Ungesäuertes Brot
Ungesäuertes Brot wird ohne Hefe hergestellt. Es ist Teil jüdischer Riten und gilt als rein – anders als profanes Brot, dessen Teig durch Gärung aufgeht. Jenseits dieser religiösen Bedeutung werden Nebenprodukte wie ungesäuertes Papier in der Konditorei oder – das mag überraschen – zum Versiegeln verwendet.
Rituelles Nahrungsmittel des Judentums
Ungesäuertes Brot ist ein rituelles Nahrungsmittel des Judentums. Ihm fehlt die Hefe und damit der Gärprozess. Es gilt als rein – anders als profanes Brot aus vergorenem Hefeteig. Das jüdische Pessachfests entstand aus dem bäuerlichen Fest der ungesäuerten Brote (Exodus 9:31, Levitikus 23:10-14), das zu Ehren der Gerstenernte im April gefeiert wurde und Brotverzehr vor der heiligen Opfergabe untersagte. Das Pessachfest erinnert an den Exodus, das Ende der jüdischen Gefangenschaft in Ägypten, während dessen alle Spuren von Hefe entfernt werden; gegessen wird das Matze, ‘das Brot der Eile’.
Eine schnelle und rezeptgetreue Zubereitung
Die Zusammensetzung ungesäuerten rituellen Brots muss exakt befolgt werden: Wasser und Weizenmehl; kein Salz, kein Zucker, kein Fett. Weizenmehl kann eventuell durch Gersten-, Dinkel-, Hafer- oder Roggenmehl ersetzt werden. Der Teig muss schnell zubereitet werden, um natürlich einsetzende Gärung zu vermeiden. Anschliessend wird er im Ofen gebacken.
Weitere Produkte aus hefelosem Teig
Ungesäuertes Brot wird in Form von Hostien auch bei der Feier der christlichen Eucharistie verwendet.

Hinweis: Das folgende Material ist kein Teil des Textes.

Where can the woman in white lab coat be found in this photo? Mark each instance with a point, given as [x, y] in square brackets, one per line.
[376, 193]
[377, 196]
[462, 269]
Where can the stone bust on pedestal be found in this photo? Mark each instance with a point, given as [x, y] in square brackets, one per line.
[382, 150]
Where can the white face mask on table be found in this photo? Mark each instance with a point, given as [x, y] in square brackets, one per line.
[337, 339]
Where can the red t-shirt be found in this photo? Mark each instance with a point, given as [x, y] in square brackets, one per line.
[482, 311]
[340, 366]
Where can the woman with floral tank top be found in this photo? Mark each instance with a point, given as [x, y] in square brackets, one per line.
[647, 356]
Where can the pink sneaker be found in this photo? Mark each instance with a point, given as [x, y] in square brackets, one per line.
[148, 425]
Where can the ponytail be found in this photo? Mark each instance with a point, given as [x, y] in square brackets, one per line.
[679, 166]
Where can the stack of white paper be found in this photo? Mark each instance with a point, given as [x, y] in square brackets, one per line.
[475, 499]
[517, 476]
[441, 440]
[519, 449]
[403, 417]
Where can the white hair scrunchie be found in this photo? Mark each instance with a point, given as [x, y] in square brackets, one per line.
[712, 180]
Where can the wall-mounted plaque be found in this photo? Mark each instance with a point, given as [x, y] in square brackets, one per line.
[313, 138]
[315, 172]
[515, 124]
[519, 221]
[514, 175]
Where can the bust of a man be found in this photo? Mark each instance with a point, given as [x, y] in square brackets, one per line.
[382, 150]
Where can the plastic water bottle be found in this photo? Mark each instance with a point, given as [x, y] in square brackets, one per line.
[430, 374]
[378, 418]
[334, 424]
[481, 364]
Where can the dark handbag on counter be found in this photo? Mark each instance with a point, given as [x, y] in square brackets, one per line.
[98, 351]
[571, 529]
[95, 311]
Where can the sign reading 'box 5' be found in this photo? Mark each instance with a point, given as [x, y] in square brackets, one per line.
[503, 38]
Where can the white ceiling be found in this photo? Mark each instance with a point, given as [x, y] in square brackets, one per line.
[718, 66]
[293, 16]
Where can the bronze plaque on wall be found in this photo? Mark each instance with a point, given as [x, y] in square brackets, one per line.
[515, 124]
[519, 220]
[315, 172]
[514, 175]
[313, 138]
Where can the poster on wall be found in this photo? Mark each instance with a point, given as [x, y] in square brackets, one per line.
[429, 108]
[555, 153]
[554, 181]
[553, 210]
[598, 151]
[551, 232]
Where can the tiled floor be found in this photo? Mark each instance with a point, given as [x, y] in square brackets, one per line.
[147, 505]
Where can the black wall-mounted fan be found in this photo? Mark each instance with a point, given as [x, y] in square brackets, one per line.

Seit karolingischer Zeit stellte man sie durch Einsatz von Zangen mit langen, breiten Greifarmen her. Seit dem 15. Jh. fanden kunstvoll gravierte Hostieneisen Verwendung. Lange Zeit wurden die Hostien über offenem Feuer gebacken. In gleicher Weise entstanden auch die Oblaten, kleine flache Kuchen aus leichtem Teig ohne Hefe, der zwischen zwei heisse Eisen gepresst wurde. Ursprünglich bereiteten die Konditorgehilfen Oblaten am Ende des Tages mit Mehlresten zu. Im Mittelalter bezeichnete das Wort ‚Oblate‘ auch die ungeweihte Hostie.
Jenseits dieser religiösen Bedeutung wird ein Nebenprodukt ungesäuerten Brots, das ungesäuerte Papier, in Konditorei und Süsswarenproduktion verwendet. Es dient zur Herstellung von thematischen Verzierungen oder als Boden für bestimmte Weihnachtsgebäcke. Bei Süsswaren findet man es beispielsweise in den Calissons d’Aix und im Nougat aus Montélimar.
Die berühmten Elisen-Lebkuchen, spezielle kleine Gewürzbrote aus Nürnberg, werden ebenfalls auf einem Boden aus ungesäuertem Teig gebacken.
Ungesäuertes Brot diente im 17. und 18. Jh. auch zum Versiegeln. Solche Siegeloblaten wurden aus ungesäuertem Brot hergestellt, dem man feingeriebene Farbstoffe wie Indigo, Russ oder der Absud von Schildlaus, Safran oder Kurkuma beifügte.